I gave ample coverage to France's attempt to rekindle the debate on the future of Europe in this column at the end of last week (our bulletin No 9353). Now that I have accomplished my duty to inform, I feel at ease to add a few personal comments. My impression is that the Lamassoure proposal, the Lequiller proposal and several suggestions made by Ms Ségolène Royal partially answer national concerns in France but do not answer those of most other member states.
Most member states want something else. France's main concern is to get back into the European swing of things whilst taking into account the negative response at the referendum on the constitutional treaty. The project should therefore be brought back to life without the aspects that caused the “no” vote. On the other hand, for several member states and for a majority of the European Parliament, the main thing is to safeguard the content of the constitutional treaty and to prevent any further overall negotiations that might bring into question what has already been achieved, prolonging institutional weaknesses that hinder the way the Union works. Can these two aims be reconciled? Is a combination of the two possible? I doubt that current French proposals represent real progress. Those who are refloating the debate in France seem to consider that an institutional treaty would be rapidly accepted because the aspects of the Giscard draft relating to the institutions had not been contested in the referendum in their country. But these aspects are challenged elsewhere. The United Kingdom no longer wants them, and its refusal will be even clearer after Tony Blair's departure. Poland rejects the new method of calculating the voting majority in Council. According to Ben Fayot, the Luxembourg parliamentarian who had been part of the Convention, some member states do not want an EU foreign minister, while others reject the permanent president of the European Council. Reducing the treaty to its institutional chapter would mean in fact reopening the whole debate, and saying this is the solution to the problem amounts, as Ben Fayot says, to “taking people for idiots”.
The press release from the Madrid meeting between the 18 countries that have ratified the project (plus Ireland and Portugal, and with the support of Sweden and Denmark) corresponds in substance to a rejection of the French projects: they say a purely institutional agreement is “insufficient”, and restate their call for an agreement that preserves substance and the balance of the constitutional treaty as a whole. The German EU presidency has also distanced itself from the Madrid meeting and its final communiqué, stressing that participation was limited to the role of observer (German ambassador in Spain). This is understandable: the presidency has the task of finalising a roadmap that gathers all member states together and refuses to make any distinctions between them. It will listen to them all on an equal footing. It finds the creation of the group of member states, “friends of the constitutional treaty”, embarassing. The Dutch foreign minister had been more explicit, saying that a meeting such as that in Madrid “brings nothing positive but stresses division” (which was certainly not the intention of those organising the meeting).
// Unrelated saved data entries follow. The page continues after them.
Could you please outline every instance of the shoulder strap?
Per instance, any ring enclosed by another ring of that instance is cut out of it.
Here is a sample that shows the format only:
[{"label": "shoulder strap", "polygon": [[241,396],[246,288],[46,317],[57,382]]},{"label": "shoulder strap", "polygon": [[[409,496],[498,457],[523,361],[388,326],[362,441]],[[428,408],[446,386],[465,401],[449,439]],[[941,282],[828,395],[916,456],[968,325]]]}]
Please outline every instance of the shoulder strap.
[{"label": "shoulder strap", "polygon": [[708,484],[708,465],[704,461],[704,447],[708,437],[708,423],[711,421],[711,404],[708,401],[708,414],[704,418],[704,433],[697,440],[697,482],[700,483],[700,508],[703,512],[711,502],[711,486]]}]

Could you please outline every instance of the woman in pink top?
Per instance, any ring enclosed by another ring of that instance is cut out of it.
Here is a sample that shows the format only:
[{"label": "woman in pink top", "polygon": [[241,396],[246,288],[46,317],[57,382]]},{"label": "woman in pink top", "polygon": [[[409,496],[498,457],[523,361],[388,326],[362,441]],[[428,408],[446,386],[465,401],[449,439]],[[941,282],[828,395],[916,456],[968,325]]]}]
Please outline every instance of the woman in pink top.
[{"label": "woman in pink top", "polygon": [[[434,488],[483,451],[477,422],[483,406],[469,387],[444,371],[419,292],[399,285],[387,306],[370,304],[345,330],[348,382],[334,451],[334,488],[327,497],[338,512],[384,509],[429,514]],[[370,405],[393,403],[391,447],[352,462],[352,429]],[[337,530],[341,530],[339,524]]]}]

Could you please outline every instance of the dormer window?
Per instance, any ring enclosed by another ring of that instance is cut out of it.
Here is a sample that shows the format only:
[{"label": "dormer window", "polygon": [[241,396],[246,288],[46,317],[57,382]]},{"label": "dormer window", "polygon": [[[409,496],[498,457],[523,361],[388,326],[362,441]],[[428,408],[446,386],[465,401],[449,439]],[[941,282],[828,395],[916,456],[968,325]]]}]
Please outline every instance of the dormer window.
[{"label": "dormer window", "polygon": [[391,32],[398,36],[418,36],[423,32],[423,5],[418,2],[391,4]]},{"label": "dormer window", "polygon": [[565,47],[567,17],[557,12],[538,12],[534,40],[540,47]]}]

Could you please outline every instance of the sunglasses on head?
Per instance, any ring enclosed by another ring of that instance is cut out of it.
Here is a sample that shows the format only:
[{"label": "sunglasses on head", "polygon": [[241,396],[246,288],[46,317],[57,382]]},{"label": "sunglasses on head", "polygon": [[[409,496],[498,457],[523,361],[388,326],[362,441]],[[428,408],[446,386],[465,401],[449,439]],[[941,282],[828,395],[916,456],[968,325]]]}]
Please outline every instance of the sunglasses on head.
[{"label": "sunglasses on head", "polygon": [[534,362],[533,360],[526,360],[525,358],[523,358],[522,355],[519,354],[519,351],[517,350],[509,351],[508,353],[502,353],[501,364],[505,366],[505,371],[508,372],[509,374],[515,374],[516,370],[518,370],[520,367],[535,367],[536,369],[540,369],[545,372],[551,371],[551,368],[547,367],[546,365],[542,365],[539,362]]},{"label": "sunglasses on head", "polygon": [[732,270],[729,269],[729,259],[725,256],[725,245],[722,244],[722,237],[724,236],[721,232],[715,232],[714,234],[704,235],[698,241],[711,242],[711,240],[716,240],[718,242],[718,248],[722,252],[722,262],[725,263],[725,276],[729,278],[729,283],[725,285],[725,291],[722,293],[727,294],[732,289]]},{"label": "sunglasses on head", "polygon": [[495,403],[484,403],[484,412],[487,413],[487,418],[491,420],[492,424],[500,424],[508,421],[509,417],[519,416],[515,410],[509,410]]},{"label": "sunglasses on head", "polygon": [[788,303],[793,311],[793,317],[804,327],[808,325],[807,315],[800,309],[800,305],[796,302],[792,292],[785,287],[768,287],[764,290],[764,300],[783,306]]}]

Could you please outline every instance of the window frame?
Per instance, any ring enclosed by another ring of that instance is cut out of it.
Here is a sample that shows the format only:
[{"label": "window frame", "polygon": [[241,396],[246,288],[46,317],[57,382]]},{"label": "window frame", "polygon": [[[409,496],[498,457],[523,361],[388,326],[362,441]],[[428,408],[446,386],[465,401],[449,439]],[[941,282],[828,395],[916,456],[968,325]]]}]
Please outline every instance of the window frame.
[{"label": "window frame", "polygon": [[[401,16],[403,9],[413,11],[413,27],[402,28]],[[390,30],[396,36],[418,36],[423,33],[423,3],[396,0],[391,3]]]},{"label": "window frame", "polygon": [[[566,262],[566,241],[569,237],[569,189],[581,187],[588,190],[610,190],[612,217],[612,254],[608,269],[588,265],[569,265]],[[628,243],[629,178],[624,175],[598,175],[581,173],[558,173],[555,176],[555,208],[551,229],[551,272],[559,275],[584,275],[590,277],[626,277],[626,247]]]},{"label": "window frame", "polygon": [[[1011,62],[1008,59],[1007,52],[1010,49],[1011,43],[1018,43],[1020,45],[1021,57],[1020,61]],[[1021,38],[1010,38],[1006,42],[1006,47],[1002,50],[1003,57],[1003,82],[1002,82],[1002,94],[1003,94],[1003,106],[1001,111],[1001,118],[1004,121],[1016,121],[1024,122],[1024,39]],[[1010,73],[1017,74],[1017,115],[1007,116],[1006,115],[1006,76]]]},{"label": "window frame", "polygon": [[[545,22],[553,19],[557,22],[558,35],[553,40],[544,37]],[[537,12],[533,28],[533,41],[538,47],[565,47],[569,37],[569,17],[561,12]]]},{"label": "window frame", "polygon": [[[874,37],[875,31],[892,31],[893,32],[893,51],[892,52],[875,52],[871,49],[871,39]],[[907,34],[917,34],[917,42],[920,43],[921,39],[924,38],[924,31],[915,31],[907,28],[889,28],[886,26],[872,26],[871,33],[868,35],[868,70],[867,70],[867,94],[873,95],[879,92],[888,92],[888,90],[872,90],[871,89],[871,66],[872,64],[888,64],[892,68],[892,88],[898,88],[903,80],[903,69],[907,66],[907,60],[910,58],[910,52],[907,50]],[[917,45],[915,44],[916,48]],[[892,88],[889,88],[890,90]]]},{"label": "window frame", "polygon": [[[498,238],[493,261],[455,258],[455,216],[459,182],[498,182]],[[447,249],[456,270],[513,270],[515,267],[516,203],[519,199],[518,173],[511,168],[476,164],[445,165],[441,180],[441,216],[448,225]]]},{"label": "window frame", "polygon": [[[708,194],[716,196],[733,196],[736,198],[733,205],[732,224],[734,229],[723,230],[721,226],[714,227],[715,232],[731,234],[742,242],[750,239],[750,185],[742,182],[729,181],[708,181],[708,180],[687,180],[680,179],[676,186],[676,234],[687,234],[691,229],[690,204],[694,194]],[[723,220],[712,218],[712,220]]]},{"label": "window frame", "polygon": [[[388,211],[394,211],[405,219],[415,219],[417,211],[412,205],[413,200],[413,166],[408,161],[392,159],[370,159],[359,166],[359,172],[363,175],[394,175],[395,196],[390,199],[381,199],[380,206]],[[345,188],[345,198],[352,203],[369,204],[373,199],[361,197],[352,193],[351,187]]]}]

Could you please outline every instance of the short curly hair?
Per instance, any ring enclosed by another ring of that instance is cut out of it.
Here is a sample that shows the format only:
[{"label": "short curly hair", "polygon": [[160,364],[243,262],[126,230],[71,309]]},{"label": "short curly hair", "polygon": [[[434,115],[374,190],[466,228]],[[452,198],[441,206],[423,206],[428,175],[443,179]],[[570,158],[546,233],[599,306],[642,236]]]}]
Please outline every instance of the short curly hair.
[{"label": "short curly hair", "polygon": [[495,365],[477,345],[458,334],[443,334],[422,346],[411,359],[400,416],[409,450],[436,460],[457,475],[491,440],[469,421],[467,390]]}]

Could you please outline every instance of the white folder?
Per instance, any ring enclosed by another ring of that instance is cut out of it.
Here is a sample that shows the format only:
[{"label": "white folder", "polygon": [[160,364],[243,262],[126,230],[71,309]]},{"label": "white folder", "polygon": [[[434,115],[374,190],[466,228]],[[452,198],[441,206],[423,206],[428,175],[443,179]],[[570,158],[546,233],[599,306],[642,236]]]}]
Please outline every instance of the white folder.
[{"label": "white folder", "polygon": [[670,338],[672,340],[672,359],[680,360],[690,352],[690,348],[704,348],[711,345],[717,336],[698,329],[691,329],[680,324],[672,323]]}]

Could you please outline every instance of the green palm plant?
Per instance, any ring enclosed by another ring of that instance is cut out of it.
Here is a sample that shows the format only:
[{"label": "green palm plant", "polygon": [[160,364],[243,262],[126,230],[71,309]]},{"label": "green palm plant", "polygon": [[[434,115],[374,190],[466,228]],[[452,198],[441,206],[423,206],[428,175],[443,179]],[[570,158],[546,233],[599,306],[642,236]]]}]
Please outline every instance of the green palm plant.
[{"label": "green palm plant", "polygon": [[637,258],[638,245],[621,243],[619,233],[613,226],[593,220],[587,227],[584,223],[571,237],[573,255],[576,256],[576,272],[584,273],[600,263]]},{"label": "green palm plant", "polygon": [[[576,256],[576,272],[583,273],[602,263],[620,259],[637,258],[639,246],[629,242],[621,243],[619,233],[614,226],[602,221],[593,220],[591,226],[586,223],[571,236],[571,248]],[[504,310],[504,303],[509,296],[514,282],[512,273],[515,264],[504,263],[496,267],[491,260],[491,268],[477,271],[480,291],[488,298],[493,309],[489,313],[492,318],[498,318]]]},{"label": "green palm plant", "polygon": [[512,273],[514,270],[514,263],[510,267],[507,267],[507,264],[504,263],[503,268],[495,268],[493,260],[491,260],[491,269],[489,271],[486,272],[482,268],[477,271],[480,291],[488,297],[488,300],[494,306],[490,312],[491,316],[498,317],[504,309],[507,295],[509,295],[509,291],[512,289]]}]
Inevitable reflection? Most governments will most probably tone down their official stances, out of respect for the German presidency. But the formula by Guy Verhofstadt is nonetheless gaining ground: that of overcoming the constitutional crisis not by weakening the existing treaty but by strengthening it. The aim is not, he says, to remove anything but to add what is lacking. And to those who ask what should be done if some member states refuse, Mr Verhofstadt replied it is necessary to “move forward with those who want to”. Should one deduce that the division of the EU into two parts could become inevitable”, if a group of member states maintains the objective of moving towards integration, when others are opposed? It is too soon to say, and it is only natural that most political decision-makers reject such a development. But I have noted two things pointing to this: In its edition on Monday, The Financial Times published the stance taken by Lord Blackwell (political advisor for the British prime minister during the period 1995-1997) in favour of the United Kingdom withdrawing from the institutional, legal and political framework of the EU and in favour of concluding an intergovernmental agreement with the EU (see our bulletin yesterday). Also, my comments yesterday raised the question of whether the United Kingdom might not do better to pull out of Common Agricultural Policy (CAP) rather than call for it to be abolished.
These are two minor signs, of course, and purely coincidental. But those who wish to remain faithful to the European dream will perhaps be forced to reflect on this some day.